In those three days, Dylan and the Nashville cats also crashed out "Visions of Johanna," "4th Time Around" and "Memphis Blues Again." He returned for another three-day stint in March, this time adding Henry Strzelecki on bass. They finished the album in one marathon all-nighter where they cut six songs, finally nailing "I Want You" at the break of dawn. But all the musicians sound energized by the chance to stretch out on these wild songs. In one of the outtakes, after Robertson's guitar on "Leopard-Skin Pill-Box Hat," McCoy drawls approvingly, "Robbie, the whole world'll marry you on that one!"
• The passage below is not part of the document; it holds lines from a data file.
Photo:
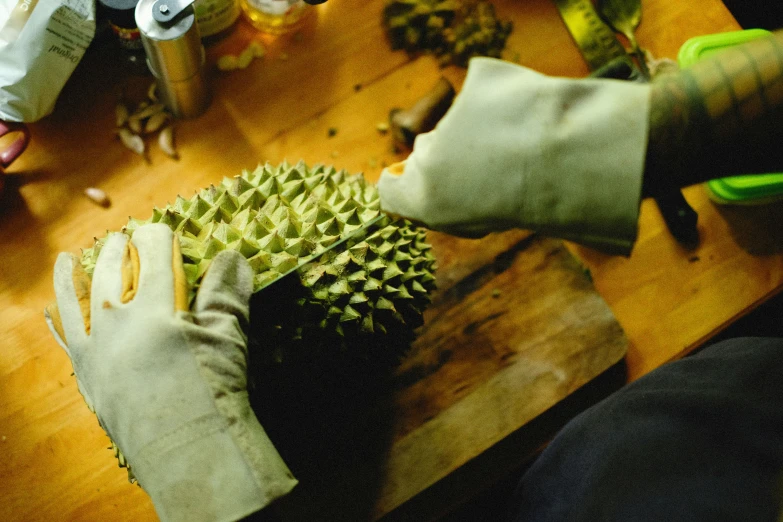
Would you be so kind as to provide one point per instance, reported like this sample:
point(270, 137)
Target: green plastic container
point(737, 190)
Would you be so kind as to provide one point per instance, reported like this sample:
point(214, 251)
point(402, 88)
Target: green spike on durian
point(277, 217)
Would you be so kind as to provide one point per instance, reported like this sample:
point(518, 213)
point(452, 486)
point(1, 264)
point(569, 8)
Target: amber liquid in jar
point(276, 16)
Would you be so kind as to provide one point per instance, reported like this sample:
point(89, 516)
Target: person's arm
point(722, 116)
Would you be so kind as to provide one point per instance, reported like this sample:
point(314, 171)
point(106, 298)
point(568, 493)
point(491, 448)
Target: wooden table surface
point(341, 74)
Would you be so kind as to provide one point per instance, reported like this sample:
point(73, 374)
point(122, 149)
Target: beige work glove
point(169, 385)
point(518, 149)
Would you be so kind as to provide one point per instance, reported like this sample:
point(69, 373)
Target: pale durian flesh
point(361, 301)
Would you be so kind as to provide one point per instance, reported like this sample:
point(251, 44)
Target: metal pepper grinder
point(175, 55)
With so many great songs suddenly ready to go, Blonde on Blonde became a double album, released on May 16th with a fantastic Jerry Schatzberg cover photo – Dylan staring down the New York City winter with his houndstooth scarf and a mod coat. He wore the same coat on the cover of John Wesley Harding and Nashville Skyline. The gatefold sleeve also featured a shot of Italian movie star Claudia Cardinale, sadly removed from later pressings. (Claudia wouldn't have been any more out of place in Nashville than Dylan was.) Two months later, Dylan abruptly dropped out of sight after his July 29th motorcycle crash (which may or may not have really happened) and slipped off to Woodstock to recuperate from the physical and mental damage of stardom. As far as the public was concerned, he was out of action for the next year. The rock & roll life had nearly finished him off. And from the sound of Blonde on Blonde, so had these songs. Fifty years later, Blonde on Blonde still sounds like an album Bob Dylan was lucky to escape in one piece.